Die Stellungnahme benennt neun wesentliche Entscheidungen, die für den Weg vom Konzept bis zum Einsatz erforderlich sind. Dazu gehören die Auswahl eines ersten kommerziellen Dienstes und der zugehörigen Häfen innerhalb von zwölf Monaten mit einer anfänglichen internationalen Route zwischen den Vereinigten Staaten und einem vorbereiteten Partnerland.
Hinsichtlich der Reaktortechnologie sieht CORE POWER gut verstandene Leichtwasserreaktoren als führende kurzfristige Option an, während Salzschmelze- und andere fortschrittliche Systeme weiterhin über parallele Nachweistüren evaluiert würden. Leichtwasserreaktoren profitieren von jahrzehntelanger Betriebserfahrung in Marineschiffen und landgestützten Kraftwerken, auch wenn ihre Anpassung für den kommerziellen Seeeinsatz noch neue behördliche Genehmigungen und Hafeneinfahrtsabkommen erfordern würde.

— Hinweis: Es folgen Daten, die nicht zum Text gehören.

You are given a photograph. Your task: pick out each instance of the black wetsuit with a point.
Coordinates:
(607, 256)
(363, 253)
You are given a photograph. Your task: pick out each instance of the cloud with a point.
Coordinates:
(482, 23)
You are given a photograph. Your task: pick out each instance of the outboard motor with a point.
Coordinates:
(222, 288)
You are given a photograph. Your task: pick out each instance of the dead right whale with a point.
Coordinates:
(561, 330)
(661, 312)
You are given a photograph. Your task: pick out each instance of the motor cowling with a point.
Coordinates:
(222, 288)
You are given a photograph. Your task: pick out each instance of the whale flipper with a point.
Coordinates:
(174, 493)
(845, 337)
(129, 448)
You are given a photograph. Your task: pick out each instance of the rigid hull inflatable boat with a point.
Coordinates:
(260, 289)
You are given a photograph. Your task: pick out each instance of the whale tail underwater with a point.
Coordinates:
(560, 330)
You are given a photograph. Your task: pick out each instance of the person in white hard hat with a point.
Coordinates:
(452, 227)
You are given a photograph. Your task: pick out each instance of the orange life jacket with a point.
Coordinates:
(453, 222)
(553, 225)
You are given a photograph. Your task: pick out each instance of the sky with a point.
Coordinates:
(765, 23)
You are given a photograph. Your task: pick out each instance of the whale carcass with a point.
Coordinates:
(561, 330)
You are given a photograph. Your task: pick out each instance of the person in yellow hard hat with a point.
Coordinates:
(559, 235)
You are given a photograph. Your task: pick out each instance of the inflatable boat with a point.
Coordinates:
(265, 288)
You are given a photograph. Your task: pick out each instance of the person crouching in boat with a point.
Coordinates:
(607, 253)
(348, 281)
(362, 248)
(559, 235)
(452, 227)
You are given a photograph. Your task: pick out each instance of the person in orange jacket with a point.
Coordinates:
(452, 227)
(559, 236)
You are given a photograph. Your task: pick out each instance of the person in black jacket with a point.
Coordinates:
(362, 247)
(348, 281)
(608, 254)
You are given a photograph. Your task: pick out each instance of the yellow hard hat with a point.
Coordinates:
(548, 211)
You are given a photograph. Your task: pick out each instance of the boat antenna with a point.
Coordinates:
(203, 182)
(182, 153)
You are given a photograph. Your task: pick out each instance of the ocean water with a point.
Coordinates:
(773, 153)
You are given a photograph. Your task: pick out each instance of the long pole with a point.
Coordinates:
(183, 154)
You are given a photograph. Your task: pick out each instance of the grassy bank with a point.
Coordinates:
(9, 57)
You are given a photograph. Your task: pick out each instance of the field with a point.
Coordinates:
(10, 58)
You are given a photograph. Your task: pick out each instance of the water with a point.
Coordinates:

Bemerkenswerterweise argumentiert das Unternehmen, dass der Vertrag für das erste Schiff feste oder bepreiste Optionen für mindestens zwei weitere Schiffe umfassen sollte, um ein Auftragsbuch zu schaffen anstatt ein einzelnes Demonstrationsfahrzeug zu produzieren. Dieser Ansatz steht in direktem Kontrast zum NS-Savannah-Modell, das als einzelner Demonstrator ohne eine nachfolgende Flotte betrieben wurde.
Zusätzliche Empfehlungen umfassen die Entwicklung einer dedizierten US-Werft für den gesamten Lebenszyklus nuklearer Schiffe alongside dem Schiffprogramm, die Klärung von Haftungs- und Versicherungsfragen vor Baubeginn, die Nutzung bundesstaatlicher Finanzierungsinstrumente wie das Title XI Federal Ship Financing Program und die Initiierung der Arbeitskräfteentwicklung im ersten Jahr.
Das Unternehmen erklärt, dass das Programm letztendlich anhand der sicheren Schiffverfügbarkeit, der transportierten Fracht, der Termintreue sowie der Kosten und Zeit für die Bestellung des nächsten Schiffs bewertet werden sollte.
„Reaktorleistung und eine erfolgreiche erste Reise sind notwendig, aber sie sind nicht ausreichend“, schließt die Stellungnahme.